Wednesday, September 11, 2013

Course Correction

It's an odd thing, picking up where you left off over a year ago-

So after the move from Isle au Haut, and the purchase of a new house, I began a new blog.  Thus far, in my history as a web logger (pause to think of peavees, flannels, and axes... and the Monty Python Lumberjack song)...

And we're back.

My blogging history.  Each blog took its name from what ever domicile I happened to call home- the house with the view, the saltbox, and now our farmhouse.  Starry-eyed with dreams of a well balanced life, I titled this "The Boards, the Boat, and the Barn."  The title assumed that those three things would have something to do with my daily reality.

Yes, I would work in the theater- a given, since it'd help pay the mortgage.
I would still manage to get out on the water.
I would enjoy the domestic life that comes with 5 acres, an old house, and a barn.

The creation of the blog assumed that I would actually experience and then write about those things.

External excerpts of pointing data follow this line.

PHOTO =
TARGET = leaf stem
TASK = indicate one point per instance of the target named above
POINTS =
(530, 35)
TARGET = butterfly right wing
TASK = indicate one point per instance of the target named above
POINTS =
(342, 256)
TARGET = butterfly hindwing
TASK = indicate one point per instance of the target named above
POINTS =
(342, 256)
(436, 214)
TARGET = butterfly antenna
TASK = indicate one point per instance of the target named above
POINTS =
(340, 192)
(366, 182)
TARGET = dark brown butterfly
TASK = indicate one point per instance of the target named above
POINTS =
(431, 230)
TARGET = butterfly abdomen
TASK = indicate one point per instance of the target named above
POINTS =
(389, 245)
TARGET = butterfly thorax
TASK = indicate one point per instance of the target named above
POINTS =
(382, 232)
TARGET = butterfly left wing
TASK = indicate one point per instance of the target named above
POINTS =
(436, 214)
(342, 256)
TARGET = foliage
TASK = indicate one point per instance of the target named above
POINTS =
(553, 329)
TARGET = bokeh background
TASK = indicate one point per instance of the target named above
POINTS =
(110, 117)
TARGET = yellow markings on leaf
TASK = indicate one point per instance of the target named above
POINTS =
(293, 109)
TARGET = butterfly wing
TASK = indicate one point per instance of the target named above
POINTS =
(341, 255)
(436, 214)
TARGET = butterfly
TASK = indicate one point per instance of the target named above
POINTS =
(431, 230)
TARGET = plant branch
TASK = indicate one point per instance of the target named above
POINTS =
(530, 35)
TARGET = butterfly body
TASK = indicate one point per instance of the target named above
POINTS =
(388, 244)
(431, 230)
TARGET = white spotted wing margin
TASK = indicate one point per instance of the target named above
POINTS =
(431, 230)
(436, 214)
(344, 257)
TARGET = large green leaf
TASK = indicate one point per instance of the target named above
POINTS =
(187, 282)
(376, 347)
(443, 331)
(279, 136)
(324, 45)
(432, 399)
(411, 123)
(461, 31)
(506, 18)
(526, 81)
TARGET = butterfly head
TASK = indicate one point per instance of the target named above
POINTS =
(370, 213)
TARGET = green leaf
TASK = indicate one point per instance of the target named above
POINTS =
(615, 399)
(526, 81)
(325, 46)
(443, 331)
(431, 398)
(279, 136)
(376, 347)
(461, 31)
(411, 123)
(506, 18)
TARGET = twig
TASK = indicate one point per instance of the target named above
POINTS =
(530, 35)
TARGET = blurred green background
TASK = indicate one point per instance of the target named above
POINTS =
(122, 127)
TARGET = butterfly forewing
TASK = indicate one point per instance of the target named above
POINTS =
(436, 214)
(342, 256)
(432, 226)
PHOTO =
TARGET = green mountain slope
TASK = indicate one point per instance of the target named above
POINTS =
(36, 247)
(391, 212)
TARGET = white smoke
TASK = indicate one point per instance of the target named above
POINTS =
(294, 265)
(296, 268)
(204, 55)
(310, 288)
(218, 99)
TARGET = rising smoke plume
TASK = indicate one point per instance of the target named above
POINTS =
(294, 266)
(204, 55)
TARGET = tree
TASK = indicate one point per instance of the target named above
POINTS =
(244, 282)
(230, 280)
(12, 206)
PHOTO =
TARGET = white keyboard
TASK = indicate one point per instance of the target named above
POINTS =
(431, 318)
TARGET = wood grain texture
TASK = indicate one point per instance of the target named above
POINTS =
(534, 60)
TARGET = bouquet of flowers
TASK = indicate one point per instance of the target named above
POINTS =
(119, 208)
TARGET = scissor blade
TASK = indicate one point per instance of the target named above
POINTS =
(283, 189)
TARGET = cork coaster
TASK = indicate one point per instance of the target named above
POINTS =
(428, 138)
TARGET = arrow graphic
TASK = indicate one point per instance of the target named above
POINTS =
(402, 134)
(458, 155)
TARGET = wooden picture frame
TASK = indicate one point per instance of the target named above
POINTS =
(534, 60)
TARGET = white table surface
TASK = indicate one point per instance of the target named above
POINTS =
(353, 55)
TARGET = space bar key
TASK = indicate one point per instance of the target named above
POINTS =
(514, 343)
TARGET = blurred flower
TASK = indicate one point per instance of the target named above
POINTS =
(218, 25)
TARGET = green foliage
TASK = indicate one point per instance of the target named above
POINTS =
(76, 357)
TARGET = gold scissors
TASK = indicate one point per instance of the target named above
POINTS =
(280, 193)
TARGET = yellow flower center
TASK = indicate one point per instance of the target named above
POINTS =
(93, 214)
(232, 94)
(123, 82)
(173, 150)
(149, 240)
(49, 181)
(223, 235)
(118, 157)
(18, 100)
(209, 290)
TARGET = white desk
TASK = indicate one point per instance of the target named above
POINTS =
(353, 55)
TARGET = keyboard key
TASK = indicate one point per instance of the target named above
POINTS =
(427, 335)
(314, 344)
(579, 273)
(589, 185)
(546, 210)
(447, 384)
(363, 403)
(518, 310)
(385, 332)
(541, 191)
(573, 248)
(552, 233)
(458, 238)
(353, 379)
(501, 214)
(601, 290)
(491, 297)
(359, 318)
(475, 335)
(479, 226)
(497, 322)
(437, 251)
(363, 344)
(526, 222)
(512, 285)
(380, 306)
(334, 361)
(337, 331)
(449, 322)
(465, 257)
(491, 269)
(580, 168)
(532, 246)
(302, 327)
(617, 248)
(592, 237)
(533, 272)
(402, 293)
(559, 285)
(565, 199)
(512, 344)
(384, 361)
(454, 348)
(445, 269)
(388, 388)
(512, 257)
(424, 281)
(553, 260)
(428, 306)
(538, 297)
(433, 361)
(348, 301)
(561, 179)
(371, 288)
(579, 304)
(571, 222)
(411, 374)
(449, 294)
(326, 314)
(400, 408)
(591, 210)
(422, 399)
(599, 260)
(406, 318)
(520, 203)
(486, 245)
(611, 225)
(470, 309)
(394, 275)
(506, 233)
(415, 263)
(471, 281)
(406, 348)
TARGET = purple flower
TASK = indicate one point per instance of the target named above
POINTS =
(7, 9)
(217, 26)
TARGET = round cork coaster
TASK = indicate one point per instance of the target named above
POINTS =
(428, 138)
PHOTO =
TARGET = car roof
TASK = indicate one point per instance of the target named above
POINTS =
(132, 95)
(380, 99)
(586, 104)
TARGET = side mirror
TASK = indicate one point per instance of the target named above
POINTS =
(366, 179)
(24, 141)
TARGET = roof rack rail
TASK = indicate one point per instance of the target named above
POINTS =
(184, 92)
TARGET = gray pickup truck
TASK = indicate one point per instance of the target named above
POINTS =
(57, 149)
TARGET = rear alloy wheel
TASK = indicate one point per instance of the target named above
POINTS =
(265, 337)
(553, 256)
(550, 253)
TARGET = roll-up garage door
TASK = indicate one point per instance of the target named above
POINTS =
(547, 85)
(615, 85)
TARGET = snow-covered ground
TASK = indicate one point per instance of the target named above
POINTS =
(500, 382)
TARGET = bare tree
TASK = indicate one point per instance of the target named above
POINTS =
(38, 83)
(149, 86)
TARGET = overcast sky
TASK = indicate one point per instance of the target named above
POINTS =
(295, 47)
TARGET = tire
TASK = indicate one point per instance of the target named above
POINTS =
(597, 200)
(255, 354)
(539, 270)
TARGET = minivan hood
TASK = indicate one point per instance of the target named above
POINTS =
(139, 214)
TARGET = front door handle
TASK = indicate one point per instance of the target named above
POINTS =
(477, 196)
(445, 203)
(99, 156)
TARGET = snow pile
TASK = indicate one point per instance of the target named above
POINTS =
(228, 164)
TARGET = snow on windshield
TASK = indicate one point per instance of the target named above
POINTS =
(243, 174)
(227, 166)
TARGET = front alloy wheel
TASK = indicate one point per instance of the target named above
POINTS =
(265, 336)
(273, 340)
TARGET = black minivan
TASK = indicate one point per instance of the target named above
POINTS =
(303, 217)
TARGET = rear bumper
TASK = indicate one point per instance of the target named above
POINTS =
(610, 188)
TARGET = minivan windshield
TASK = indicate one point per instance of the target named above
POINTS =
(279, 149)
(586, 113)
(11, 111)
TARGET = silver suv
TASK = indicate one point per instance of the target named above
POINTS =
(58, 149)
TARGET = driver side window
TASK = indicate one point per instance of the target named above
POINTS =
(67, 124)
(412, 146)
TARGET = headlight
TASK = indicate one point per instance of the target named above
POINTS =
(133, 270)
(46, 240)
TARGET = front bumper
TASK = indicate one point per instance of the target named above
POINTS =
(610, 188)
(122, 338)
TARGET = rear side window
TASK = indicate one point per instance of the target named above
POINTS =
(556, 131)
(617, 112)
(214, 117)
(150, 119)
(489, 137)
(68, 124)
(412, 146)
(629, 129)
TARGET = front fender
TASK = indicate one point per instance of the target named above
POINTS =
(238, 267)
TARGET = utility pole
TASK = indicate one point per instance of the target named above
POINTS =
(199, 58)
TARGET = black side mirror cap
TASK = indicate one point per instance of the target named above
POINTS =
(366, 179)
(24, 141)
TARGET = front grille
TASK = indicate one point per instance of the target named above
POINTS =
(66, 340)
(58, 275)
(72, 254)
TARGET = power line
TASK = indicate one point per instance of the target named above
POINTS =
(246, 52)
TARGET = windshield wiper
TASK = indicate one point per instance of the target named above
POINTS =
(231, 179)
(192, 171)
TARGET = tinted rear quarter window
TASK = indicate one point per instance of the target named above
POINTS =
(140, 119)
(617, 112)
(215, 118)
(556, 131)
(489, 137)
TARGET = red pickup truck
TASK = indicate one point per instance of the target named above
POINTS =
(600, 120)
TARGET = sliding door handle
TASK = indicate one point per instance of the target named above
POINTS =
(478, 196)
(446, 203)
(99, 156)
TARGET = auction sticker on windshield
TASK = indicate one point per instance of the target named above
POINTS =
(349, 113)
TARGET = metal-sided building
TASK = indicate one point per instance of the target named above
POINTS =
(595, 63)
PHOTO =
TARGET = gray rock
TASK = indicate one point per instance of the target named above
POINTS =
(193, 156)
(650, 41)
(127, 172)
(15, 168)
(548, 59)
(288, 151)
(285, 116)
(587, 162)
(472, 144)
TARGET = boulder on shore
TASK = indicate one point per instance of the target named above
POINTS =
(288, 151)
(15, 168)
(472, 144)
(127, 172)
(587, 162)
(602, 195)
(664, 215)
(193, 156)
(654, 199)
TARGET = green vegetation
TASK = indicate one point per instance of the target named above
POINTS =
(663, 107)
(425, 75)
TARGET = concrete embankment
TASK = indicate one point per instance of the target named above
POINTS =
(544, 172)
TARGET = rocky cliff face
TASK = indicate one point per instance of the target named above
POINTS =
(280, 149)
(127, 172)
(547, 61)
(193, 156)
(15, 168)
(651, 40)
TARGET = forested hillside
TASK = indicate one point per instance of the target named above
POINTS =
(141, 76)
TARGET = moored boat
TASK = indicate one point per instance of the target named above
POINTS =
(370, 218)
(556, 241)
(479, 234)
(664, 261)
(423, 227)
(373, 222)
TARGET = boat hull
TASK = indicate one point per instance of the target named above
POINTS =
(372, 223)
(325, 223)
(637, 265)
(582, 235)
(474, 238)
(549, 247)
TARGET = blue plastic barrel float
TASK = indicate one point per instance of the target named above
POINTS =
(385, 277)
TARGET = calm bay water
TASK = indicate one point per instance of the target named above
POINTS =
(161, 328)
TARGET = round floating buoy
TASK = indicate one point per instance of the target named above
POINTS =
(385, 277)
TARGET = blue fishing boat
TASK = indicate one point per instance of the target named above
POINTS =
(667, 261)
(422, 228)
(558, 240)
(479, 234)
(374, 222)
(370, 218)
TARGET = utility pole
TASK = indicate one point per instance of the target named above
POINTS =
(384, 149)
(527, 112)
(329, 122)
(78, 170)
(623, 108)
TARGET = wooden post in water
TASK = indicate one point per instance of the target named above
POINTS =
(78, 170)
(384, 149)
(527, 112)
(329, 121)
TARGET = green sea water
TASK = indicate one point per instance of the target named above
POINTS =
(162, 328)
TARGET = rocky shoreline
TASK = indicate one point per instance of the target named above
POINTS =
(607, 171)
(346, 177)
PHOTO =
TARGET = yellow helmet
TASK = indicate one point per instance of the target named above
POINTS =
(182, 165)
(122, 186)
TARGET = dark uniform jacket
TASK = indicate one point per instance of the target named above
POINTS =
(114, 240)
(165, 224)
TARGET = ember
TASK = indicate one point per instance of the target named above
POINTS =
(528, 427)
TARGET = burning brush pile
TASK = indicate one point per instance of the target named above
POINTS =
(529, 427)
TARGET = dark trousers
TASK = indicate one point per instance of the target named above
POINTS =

Then the world let out an 18 month

                                  Snicker.

The choices of what to do and what not to do were mine, certainly.  But how I led my life failed in any way to reflect those assumptions- or should we call them hopes?

Since taking my job, I have had a growing sense that I misplaced myself somewhere in all of the movement.  That under a box of flotsam in the back of a closet, or maybe down in the basement, there's the core of who I am, trying not to mildew.  A living salary and health benefits have made me so dreadfully serious.  Because the job is creative, it is personal: Because the job is public, it is painful.  So many strings attached.  I have made my own prison out of the position- the job requires leadership, and I have kicked and screamed the whole way, since I prefer quiet and anonymity- to tinker in the background.  I am very much my own enemy, and this year will tell whether or not I can actually come to peace with the social and political aspects of my work.

I've been all consumed with it.

No boat.  No barn.

All boards, and I have pretty much just been bleeding on them.

It's not how I want to live- so, Morgan- how are you going to fix it this time?